Query extended search is a modification of natural language search, which is usually done when the keyword of the query is too short and the user needs implied knowledge (implied knowledge). For example, for a query with the word database, the user may wish to query more than the document containing the database.
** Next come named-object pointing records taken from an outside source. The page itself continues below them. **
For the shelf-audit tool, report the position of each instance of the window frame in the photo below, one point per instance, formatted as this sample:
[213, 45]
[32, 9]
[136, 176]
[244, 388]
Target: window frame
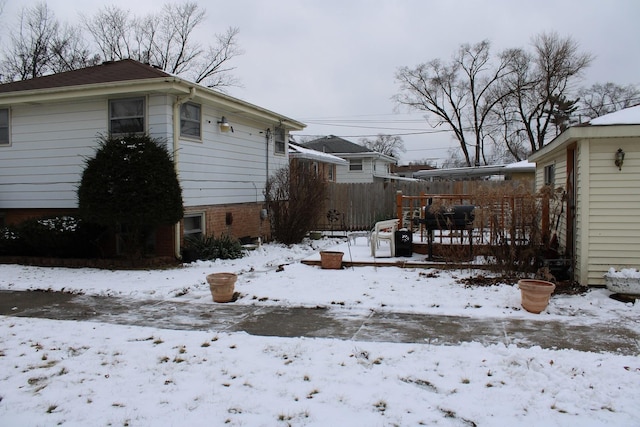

It may also refer to words that include MySQL, Oracle, and RDBMS, where you can use the Query Expansion pattern to open the implied knowledge of full-text retrieval

Blind QUERY EXPANSION (also called automatic) can be enabled by adding WITH QUERY EXPANSION/IN NATURAL LANGUAGE MODE WITH QUERY EXPANSION to the QUERY statement Relevance feedback), the query is divided into two phases.

  • Stage 1: Full-text index queries based on the searched words
  • The second stage: according to the word segmentation generated in the first stage to conduct a full text search query

Let’s take a look at an example of how Query Expansion is used.

Create index
create FULLTEXT INDEX title_body_index on fts_articles(title,body);
Copy the code
-- Use Natural Language mode to query
SELECT
    * 
FROM
    `fts_articles` 
WHERE
    MATCH(title,body) AGAINST('database');
Copy the code

The Query results before using Query Expansion are as follows:

-- When using Query Expansion mode
SELECT
    * 
FROM
    `fts_articles` 
WHERE
    MATCH(title,body) AGAINST('database' WITH QUERY expansion);
Copy the code

After using Query Expansion, the Query results are as follows:

Because full-text retrieval from Query Expansion can lead to many non-relevant queries, users may need to be very careful when using it.

Deleting a full-text index

Delete full-text index:

DROP INDEX full_idx_name ON db_name.table_name;
Copy the code

Alter table alter table delete full-text index

ALTER TABLE db_name.table_name DROP INDEX full_idx_name;
Copy the code

summary

This article introduces fulltext Index from the perspective of combining theory and practice. If you are interested in MySQL, you can follow the column of MySQL.